Is (x)(x + 2)(x + 4) divisible by 12?

(1) x^2 + 2x is a multiple of 3.
(2) 3x is a multiple of 2.

I immediately rephrase the 12 into (2^2)*(3). So we need to be divisible by 2 twice and 3 one. So contained in these three terms we need two multiples of 2 and one multiple of 3.

First observation is we either have consecutive even numbers or consecutive odd numbers. If it's the latter, the answer is definitely a 'no' and if it's the former it will be 'yes'.

Why? Here's a quick aside.

By the way this is not something you have time to do in a question so I would really recommend internalizing this concept as it is the backbone of a lot of problems on divisibility, remainders, and several other question families.

Think about the progression of integers (and this is a good thing to get comfortable with). We need two 2's and one 3 from these three integers. In general, we get a 2 every second integer and we get a 3 every third integer.

Now, if we have three odd numbers above what are we going to get? Three numbers that have ZERO 2's. That's what an odd number is: a number that is not divisible by 2. How many 3's will there be? Well we have three consecutive odd numbers, so three numbers that have a range of 4 and start on an odd number.

For instance:

3, 5, 7 or 13, 15, 17 or 21, 23, 25

We can see from these examples that that is always going to be one number that is a multiple of 3. Will it always be only one multiple of 3? Yes, only one. Why? Well, for the same reason we gave above. Multiples of 3 are going to occur every 3rd integer. Perhaps an easier way to understand this (it helps me) is to visualize it.

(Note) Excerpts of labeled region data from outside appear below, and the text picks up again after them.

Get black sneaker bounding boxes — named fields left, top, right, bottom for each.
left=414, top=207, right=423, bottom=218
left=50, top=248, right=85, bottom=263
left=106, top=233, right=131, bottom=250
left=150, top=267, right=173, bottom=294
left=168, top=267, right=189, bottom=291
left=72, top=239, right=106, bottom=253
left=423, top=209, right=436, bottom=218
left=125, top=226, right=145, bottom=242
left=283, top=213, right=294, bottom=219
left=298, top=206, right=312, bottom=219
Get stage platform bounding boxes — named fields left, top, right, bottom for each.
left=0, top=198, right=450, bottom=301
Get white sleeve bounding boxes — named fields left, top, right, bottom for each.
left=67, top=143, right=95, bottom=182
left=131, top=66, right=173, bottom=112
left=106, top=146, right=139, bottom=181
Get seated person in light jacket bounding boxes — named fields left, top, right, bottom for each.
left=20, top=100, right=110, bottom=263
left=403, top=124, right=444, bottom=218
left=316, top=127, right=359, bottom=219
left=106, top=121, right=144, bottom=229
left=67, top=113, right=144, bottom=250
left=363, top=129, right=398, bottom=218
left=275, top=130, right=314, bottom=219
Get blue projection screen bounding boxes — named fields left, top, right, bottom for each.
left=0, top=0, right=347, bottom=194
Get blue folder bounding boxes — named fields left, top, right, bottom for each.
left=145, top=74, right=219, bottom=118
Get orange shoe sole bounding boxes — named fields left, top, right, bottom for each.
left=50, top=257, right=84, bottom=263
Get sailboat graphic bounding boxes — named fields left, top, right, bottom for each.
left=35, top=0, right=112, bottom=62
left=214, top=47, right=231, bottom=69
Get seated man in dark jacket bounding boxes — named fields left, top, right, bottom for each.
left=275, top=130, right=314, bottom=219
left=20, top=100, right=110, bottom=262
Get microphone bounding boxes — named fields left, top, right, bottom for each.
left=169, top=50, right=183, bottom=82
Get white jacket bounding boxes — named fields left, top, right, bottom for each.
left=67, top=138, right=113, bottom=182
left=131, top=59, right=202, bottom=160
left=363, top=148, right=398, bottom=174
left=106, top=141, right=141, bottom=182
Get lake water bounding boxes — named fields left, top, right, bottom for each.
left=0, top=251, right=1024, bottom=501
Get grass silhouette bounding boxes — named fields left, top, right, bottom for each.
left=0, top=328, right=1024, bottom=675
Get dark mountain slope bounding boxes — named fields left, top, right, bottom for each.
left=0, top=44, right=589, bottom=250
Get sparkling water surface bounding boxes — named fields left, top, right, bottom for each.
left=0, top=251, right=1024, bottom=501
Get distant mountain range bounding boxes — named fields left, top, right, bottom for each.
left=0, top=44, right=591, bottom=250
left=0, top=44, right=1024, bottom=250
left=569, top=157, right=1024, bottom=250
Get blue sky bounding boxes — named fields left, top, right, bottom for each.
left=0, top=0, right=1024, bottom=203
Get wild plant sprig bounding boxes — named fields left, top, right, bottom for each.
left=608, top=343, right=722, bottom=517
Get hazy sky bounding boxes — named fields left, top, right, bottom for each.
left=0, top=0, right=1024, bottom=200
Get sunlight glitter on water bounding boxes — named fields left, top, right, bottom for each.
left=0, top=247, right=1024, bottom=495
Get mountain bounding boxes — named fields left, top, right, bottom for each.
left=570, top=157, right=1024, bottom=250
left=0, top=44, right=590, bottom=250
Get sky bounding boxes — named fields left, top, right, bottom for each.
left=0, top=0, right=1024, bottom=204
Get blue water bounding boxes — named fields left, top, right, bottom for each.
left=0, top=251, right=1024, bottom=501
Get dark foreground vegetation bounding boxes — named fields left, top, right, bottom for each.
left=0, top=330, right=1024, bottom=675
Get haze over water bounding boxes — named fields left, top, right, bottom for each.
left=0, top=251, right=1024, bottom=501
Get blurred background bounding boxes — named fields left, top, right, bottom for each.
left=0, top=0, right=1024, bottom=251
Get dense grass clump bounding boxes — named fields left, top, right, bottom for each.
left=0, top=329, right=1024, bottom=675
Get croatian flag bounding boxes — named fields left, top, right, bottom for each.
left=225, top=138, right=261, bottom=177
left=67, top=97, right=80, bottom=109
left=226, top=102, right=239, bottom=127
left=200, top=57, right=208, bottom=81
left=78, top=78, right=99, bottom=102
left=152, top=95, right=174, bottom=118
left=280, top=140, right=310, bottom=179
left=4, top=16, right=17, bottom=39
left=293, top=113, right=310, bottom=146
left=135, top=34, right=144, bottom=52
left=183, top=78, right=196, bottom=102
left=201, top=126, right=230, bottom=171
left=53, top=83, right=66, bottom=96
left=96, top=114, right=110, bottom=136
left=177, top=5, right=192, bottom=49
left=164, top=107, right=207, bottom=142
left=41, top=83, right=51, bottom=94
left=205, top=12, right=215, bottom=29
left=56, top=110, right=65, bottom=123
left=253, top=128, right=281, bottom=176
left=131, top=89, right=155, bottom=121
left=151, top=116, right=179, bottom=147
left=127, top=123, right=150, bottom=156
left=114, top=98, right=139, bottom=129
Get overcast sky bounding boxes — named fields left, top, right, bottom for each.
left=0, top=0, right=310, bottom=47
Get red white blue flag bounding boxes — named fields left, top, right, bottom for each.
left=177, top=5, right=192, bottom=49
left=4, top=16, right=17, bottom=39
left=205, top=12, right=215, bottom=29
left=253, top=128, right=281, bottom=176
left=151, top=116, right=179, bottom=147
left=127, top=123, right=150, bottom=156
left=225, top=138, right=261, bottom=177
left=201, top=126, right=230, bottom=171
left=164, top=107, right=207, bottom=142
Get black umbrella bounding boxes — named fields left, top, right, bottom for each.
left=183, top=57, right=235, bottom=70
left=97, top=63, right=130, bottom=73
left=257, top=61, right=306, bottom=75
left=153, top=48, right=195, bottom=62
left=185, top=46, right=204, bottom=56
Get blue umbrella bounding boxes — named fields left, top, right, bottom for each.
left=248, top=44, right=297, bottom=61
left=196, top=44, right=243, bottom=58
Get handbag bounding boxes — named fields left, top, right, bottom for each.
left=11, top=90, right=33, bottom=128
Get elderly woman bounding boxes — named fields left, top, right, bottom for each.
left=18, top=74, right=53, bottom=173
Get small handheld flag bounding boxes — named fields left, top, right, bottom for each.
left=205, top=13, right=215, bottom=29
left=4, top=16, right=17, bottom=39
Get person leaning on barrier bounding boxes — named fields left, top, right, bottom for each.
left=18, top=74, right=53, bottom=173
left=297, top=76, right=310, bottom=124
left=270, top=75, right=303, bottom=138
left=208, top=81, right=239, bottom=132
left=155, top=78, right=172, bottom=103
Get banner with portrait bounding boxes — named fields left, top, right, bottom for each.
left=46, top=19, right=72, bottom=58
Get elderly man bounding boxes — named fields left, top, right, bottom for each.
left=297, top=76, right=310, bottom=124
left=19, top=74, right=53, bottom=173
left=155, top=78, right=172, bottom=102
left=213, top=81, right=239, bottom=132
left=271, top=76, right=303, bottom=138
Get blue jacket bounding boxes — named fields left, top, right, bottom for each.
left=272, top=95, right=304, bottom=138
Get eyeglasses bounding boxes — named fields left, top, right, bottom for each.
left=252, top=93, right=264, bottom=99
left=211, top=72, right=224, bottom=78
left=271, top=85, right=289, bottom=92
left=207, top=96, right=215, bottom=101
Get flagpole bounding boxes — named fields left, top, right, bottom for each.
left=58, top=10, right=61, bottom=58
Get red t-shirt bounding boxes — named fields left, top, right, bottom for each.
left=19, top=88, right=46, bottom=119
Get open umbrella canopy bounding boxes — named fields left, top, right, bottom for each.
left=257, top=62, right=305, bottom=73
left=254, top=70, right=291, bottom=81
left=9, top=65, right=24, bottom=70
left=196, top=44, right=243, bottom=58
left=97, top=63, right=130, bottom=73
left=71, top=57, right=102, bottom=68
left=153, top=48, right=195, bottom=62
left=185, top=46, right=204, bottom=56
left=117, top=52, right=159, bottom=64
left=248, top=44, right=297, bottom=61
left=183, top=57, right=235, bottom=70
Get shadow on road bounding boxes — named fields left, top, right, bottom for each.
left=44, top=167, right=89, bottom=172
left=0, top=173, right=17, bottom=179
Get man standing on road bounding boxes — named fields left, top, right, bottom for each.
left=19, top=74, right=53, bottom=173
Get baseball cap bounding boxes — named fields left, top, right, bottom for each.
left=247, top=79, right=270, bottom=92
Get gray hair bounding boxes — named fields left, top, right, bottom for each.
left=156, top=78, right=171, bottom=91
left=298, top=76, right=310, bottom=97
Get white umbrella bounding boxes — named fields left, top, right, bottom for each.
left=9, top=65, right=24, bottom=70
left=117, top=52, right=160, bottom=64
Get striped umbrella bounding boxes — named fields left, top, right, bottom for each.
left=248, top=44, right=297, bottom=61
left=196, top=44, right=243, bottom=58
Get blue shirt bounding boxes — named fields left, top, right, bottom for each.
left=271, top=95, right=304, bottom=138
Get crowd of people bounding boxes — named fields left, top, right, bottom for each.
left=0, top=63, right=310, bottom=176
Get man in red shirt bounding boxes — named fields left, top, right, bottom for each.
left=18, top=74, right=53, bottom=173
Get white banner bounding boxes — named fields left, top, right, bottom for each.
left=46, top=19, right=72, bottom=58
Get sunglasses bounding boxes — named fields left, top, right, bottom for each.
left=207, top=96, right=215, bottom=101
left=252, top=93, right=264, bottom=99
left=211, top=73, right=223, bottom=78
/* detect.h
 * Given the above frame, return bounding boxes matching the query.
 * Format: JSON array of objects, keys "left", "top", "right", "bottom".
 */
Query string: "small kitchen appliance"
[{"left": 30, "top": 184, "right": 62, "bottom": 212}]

Consider three consecutive odd numbers:

5, 7, 9

From zero ascending that looks like this:

0 _ _ _ _ 5 _ 7 _ 9 _ ...

Where are the multiples of 3?

0 _ _ 3 _ 5 6 7 _ 9 _

Algebraically, we can say that for three numbers: x, x + 2, and x +4:

If (x) is a multiple of 3 then we have our multiple of three (and we can say the other two integers are not multiples of 3). If x is NOT a multiple of 3 then either (x + 1) or (x - 1) is, but not both. If (x + 1) is, then so is (x + 4) which is the last of our three numbers. If (x + 1) and (x) are not, then (x - 1) is and so is (x + 2) which is our second integer.

So we can see that for any three consecutive odd integers you are going to hit a multiple of 3 at some point in the three numbers.

Therefore in three consecutive odd integers we will have one multiple of 3 and no multiples of 2.

Now, what if we have three even numbers? Well, obviously there a bunch of 2's. What about 3's, how many will there be? Same logic as above. If x is a multiple of 3 we have one there. If x isn't then either (x + 1) or (x - 1) is. If it's the former then x + 4 is a multiple of 3. If it's (x -1) then (x-2) is a multiple of 3.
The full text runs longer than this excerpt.